Did you try if one of the current builds fixes this issue?

Comment 4 Sebastian Schrader 2015-04-27 22:12:10 UTC

I couldn't try it yet, http://resources.ovirt.org/pub/ovirt-3.5/iso/ yields a 500 Internal Server Error currently.

Comment 5 Fabian Deutsch 2015-04-29 12:19:51 UTC

Right, there was a reorganization, please try the latest build from this CI job:

http://jenkins.ovirt.org/job/ovirt-node_ovirt-3.5_create-iso-el7_merged/

Comment 6 Jurriën Bloemen 2015-05-11 11:43:38 UTC

I have the same problems and I tried the latest build in Comment 5.
This has not resolved the problem. (for me)

Comment 7 Sebastian Schrader 2015-05-11 14:20:36 UTC

I got my hands back on a machine with the affected hardware.
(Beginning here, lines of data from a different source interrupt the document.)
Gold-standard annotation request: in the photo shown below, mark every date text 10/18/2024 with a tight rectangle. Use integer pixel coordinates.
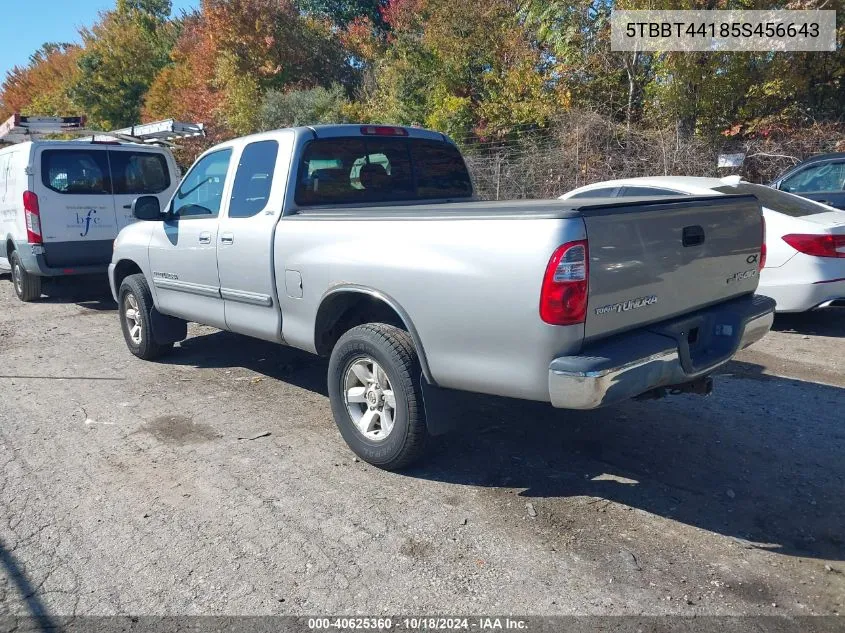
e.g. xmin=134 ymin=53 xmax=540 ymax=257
xmin=308 ymin=617 xmax=528 ymax=631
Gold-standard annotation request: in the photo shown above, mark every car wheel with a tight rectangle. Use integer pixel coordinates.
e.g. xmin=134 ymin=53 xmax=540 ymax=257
xmin=9 ymin=251 xmax=41 ymax=302
xmin=329 ymin=323 xmax=427 ymax=470
xmin=118 ymin=274 xmax=173 ymax=360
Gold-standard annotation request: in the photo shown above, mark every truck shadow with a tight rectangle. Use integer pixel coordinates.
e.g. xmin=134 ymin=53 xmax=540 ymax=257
xmin=0 ymin=540 xmax=59 ymax=631
xmin=170 ymin=332 xmax=845 ymax=560
xmin=772 ymin=308 xmax=845 ymax=338
xmin=408 ymin=363 xmax=845 ymax=560
xmin=0 ymin=272 xmax=117 ymax=311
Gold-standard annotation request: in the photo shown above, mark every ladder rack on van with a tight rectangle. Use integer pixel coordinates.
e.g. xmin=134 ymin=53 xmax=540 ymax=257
xmin=86 ymin=119 xmax=205 ymax=146
xmin=0 ymin=114 xmax=205 ymax=146
xmin=0 ymin=114 xmax=92 ymax=144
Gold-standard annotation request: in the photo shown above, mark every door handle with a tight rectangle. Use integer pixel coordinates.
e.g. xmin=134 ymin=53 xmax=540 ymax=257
xmin=681 ymin=224 xmax=704 ymax=246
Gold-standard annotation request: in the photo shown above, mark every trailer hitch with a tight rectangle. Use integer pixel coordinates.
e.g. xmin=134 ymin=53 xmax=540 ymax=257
xmin=634 ymin=376 xmax=713 ymax=400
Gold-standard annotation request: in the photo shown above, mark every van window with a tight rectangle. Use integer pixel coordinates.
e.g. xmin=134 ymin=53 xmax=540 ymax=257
xmin=109 ymin=152 xmax=170 ymax=195
xmin=295 ymin=138 xmax=472 ymax=206
xmin=229 ymin=141 xmax=279 ymax=218
xmin=41 ymin=149 xmax=111 ymax=195
xmin=172 ymin=148 xmax=232 ymax=218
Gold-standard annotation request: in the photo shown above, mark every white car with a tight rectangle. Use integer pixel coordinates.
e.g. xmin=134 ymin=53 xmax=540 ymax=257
xmin=561 ymin=176 xmax=845 ymax=312
xmin=0 ymin=141 xmax=179 ymax=301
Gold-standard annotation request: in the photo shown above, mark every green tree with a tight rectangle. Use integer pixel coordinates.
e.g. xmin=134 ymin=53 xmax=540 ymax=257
xmin=297 ymin=0 xmax=389 ymax=30
xmin=259 ymin=84 xmax=349 ymax=130
xmin=70 ymin=0 xmax=179 ymax=128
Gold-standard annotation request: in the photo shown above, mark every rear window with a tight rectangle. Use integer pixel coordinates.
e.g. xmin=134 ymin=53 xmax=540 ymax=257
xmin=622 ymin=187 xmax=689 ymax=198
xmin=41 ymin=149 xmax=111 ymax=195
xmin=569 ymin=187 xmax=616 ymax=200
xmin=713 ymin=182 xmax=830 ymax=218
xmin=109 ymin=152 xmax=170 ymax=195
xmin=295 ymin=138 xmax=472 ymax=206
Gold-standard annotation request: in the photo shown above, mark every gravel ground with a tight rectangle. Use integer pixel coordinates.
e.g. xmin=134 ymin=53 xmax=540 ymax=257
xmin=0 ymin=277 xmax=845 ymax=615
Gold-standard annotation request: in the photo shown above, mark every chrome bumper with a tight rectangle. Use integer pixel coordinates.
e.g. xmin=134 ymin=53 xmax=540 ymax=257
xmin=549 ymin=295 xmax=775 ymax=409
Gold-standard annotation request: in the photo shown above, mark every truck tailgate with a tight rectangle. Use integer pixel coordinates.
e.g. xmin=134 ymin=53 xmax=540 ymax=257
xmin=581 ymin=196 xmax=763 ymax=341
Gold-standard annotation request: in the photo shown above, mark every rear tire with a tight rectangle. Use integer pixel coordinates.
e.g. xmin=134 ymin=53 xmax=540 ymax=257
xmin=328 ymin=323 xmax=428 ymax=470
xmin=9 ymin=251 xmax=41 ymax=303
xmin=118 ymin=274 xmax=173 ymax=360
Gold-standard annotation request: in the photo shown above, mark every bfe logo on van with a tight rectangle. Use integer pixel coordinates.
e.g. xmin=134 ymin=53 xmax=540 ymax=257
xmin=68 ymin=209 xmax=103 ymax=237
The problem is still there.

Comment 8 Fabian Deutsch 2015-05-28 07:04:53 UTC

Okay. Thanks for testing, this can actually be a dupe of bug 1217848. We need to see when it get's resolved there, or in the upstream kernel.

Comment 9 Sebastian Schrader 2015-05-29 13:12:44 UTC

I'm not authorized for the bug you referenced.

Comment 10 Sebastian Schrader 2015-06-03 22:50:30 UTC

Yesterday, somebody reported something interesting in the referenced Kernel bug.
https://bugzilla.kernel.org/show_bug.cgi?id=82471

The bug can be avoided by disabling Large Receive Offload (LRO). I could confirm this with our machines by manually disabling it. Unfortunately I don't know how to make this change persistent with oVirt Node during reboots or apply it to a fleet of machines.

On a related note the ixgbe README contains an important warning, maybe LRO should be disabled completely in the oVirt Node ixgbe module:

Important Note
--------------

WARNING: The ixgbe driver compiles by default with the Large Receive Offload
(LRO) feature enabled. This option offers the lowest CPU utilization for
receives but is completely incompatible with *routing/ip forwarding* and
*bridging*. If enabling ip forwarding or bridging is a requirement, it is
necessary to disable LRO using compile time options as noted in the LRO
section later in this document. The result of not disabling LRO when combined
with ip forwarding or bridging can be low throughput or even a kernel panic

Comment 11 Fabian Deutsch 2015-10-22 13:05:31 UTC

In future it will be easier to do this kind of changes, deferring this bug.